In our case and those previously reported, the presentation and symptoms of GISTs in pregnancy have been non-specific (Table 1). In general, small asymptomatic GISTs are usually diagnosed incidentally during endoscopy or surgery for other indications.11 Symptoms usually occur as a result of the ‘mass effect’ of the tumour but can occasionally present with microcytic anaemia or haematochesia as a result of gastrointestinal bleeding.11,13 Rarely, patients may present acutely due to either an obstruction or a perforation of a viscus.14 Constitutional symptoms are not uncommon in pregnancy and thus the presentation of GISTs in pregnancy can pose a diagnostic challenge.8
Attaining a diagnosis in pregnancy is difficult, as it is normally recommended that computed tomography is undertaken to accurately stage the tumour.11,15 Ultrasound is safe in pregnancy and was used in all the reported cases to initially assess the tumour (Table 1). However, ultrasound imaging is non-specific. MRI scanning is recognised as a helpful imaging modality in the diagnosis of GISTs and in pregnancy this is the imaging of choice.11 A tissue biopsy will stain positive on immunohistochemistry for CD117 and CD34 in 90% and 70% of GISTs respectively.12 However, care must be taken as there is a theoretical risk of tumour cell seeding and it should only really be undertaken if there is a clear diagnostic uncertainty.11 Once the diagnosis of a GIST has been confirmed in the absence of metastatic disease, a surgical resection remains the only curative option.1,11 There remains some controversy about GISTs smaller than two cm with current European guidelines recommending close follow up for gastric or duodenal lesions less than two centimetres and resecting only if there is an increase in size.15
Surgical management of small bowel GISTS, as was found in our case, should include an exploratory laparotomy at the time of surgery to exclude metastases.11 Small bowel GISTs can be safely excised using a segmental resection due to the fact that GISTs rarely metastasise lymphatically.11 During tumour resection, care should be taken to ensure that the pseudo-capsule remains intact to prevent the spread of tumour cells.11 The difficulty in the surgical management of pregnant patients presenting with GISTs is deciding the optimal timing of the surgery; the balance of good oncological repsonse and minimising injury to the foetus. Unfortunately, due to the rarity of the condition there are no current guidelines for the management of GISTs in pregnancy. In the other reported cases, the tumour resection was performed antenatally (Table 1). However, one of the antenatal resections resulted in an emergency LSCS 1 h post operatively due to foetal distress (Table 1). The timing of surgery in our case was largely dictated by the patient's wishes, as she did not want to have an antenatal resection, and thus it was decided in a multi-disciplinary setting, to perform a LSCS followed by a resection of the tumour in one sitting. It is clear that there is no definitive answer to the question of what constitutes the optimal timing of surgery in these patients and thus any key management decisions should be made in a multidisciplinary (MDT) setting involving oncologists, general surgeons and obstetricians whilst also taking into account the patients’ wishes.

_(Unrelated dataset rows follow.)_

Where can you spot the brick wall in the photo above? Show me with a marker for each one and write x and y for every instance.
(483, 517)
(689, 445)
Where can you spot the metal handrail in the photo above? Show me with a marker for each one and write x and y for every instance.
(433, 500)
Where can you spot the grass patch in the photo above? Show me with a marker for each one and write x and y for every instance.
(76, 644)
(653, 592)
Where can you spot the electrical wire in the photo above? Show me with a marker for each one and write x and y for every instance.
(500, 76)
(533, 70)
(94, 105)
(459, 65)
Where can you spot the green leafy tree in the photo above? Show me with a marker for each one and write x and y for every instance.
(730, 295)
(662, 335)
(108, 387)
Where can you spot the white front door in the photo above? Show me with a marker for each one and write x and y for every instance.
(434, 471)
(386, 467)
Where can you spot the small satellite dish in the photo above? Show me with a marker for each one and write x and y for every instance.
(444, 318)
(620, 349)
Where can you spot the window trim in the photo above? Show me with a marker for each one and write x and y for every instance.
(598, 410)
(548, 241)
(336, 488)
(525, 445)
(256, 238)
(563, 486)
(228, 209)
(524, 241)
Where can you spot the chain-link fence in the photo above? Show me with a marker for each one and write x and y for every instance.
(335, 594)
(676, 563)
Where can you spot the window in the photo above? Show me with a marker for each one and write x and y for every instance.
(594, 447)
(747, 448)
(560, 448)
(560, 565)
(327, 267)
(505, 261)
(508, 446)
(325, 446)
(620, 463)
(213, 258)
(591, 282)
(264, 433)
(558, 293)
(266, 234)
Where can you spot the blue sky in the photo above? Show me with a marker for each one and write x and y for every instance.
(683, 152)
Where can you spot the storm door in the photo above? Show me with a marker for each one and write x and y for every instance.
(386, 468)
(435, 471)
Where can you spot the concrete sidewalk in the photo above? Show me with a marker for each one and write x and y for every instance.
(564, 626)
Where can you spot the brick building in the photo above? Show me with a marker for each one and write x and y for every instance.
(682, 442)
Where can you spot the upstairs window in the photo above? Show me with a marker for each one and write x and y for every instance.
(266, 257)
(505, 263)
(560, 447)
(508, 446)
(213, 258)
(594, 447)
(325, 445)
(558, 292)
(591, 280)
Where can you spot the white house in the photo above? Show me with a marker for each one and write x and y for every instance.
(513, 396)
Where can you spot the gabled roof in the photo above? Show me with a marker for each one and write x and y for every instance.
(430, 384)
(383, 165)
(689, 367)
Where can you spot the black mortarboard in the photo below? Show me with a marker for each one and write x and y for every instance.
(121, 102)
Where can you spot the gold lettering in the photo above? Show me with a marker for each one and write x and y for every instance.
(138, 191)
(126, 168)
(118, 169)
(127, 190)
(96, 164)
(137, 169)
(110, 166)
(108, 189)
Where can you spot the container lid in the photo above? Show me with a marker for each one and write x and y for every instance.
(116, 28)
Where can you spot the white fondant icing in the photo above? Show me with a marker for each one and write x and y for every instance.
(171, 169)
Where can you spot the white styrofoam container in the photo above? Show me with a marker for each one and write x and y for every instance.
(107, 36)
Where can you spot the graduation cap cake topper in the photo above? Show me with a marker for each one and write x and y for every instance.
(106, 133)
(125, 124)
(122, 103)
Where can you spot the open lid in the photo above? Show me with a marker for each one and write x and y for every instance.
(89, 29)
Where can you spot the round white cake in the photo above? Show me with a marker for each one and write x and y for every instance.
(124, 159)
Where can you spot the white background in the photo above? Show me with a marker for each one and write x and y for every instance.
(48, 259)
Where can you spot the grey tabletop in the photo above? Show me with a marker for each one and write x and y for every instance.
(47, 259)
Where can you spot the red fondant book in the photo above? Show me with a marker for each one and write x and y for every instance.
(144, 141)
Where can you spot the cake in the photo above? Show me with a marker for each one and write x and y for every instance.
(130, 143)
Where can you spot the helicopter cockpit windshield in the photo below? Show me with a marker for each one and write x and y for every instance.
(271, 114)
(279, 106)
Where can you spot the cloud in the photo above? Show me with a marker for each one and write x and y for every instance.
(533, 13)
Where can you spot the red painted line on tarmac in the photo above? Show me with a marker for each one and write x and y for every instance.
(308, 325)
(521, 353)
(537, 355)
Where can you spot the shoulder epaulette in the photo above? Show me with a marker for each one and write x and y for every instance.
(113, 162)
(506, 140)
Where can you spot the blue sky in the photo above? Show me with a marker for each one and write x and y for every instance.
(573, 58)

The use of Imatinib in a neo-adjuvant and adjuvant setting for GISTs remains controversial with limited survival data available from current trials.1 Neo-adjuvant Imatinib is currently recommended if a RO resection cannot be attained or where reduction of the tumour size will reduce the risk of mutilating surgery.1 However as little is known on the teratogenic effects of Imatinib, its use during gestation should only be used on a case to case basis.16 Adjuvant Imatinib is recommended for localised GISTs where there is a high risk of recurrence.1 The risk of recurrence is stratified according to the size and mitotic count of the tumour.1 Furthermore, the site of the GIST is also a contributing factor in determining the risk of recurrence with small bowel GISTs having a higher risk than gastric GISTs.1,11 A size greater than five cm with a mitotic count greater than 5/50, as was found in our case, stratifies a GIST as ‘high’ risk and therefore adjuvant Imatinib therapy was commenced.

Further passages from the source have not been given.